I really hate when fertile myrtle women who gets pregnant by just looking at them can't understand the struggles of someone else that's it's harder for. So frustrating
I started getting so frustrated. Here my kids have two and three babies at 16 in my class and I couldn't even have one? They used to cry to me about what could they do. And I used to cry at night because there was nothing I could do. And then my nephews and nieces I don't get to see that much and I spoil them to pieces to slightly compensate how empty I felt on the inside. I cried for many nights. I always felt DH never understood. And he's never seen me cry sooo he just was lost on how to console me. He is soooo okay with not being able to have kids. I was not able to accept it. I feel like I horrible person for saying this but it was a deal breaker for me. I don't think I would have made it much later without just leaving. :( if you ever want to just talk or vent please PM me.
 
@Taleah2009 :bighug: I know how you feel. Is there anyone IRL you can talk to who might understand what you're going through? You can always PM me if you need to vent, I've been where you are and didn't have anyone to talk to other than my DH. Even he didn't completely understand and got tired of hearing it after a while. Hang in there, sis.

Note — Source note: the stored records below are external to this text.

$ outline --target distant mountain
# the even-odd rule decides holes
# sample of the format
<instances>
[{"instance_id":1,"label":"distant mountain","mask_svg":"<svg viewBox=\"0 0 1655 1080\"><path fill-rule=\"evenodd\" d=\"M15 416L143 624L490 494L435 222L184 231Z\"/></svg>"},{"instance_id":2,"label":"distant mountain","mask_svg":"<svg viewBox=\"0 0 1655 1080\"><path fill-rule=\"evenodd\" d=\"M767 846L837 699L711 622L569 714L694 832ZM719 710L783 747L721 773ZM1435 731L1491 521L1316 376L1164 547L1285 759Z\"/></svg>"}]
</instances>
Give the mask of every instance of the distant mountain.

I started getting so frustrated. Here my kids have two and three babies at 16 in my class and I couldn't even have one? They used to cry to me about what could they do. And I used to cry at night because there was nothing I could do. And then my nephews and nieces I don't get to see that much and I spoil them to pieces to slightly compensate how empty I felt on the inside. I cried for many nights. I always felt DH never understood. And he's never seen me cry sooo he just was lost on how to console me. He is soooo okay with not being able to have kids. I was not able to accept it. I feel like I horrible person for saying this but it was a deal breaker for me. I don't think I would have made it much later without just leaving. :( if you ever want to just talk or vent please PM me.


Thank you!!
 
So going to play basketball was more important than cutting the yard that hasn't been cut in almost a month....This %&*(*&#&((%$* has really pissed me off today! Our house is on the corner so it definitely sticks out. Ugh!!!
I totally feel you. My yard is a mess. My DH hates doing it, but then he doesn't want someone else to do it because then they would have to walk through the house to get to the yard. Its irritating.
 
ARGH.

Our anniversary is tomorrow. I bought a card when I bought DH's birthday card last month and I cannot for the life of me remember where I put it! I could have sworn I put it in a cabinet specifically so I wouldn't lose track of it but I started packing up the stuff that was in there and didn't find it. I'm gonna have to go through the cards I've put away and make sure I didn't overlook it by accident.
 
I'm trippin. I had actually bought a birthday card and Father's Day card because they were a week apart. Duh! I don't know why I didn't realize that sooner. Will have to get a card after work.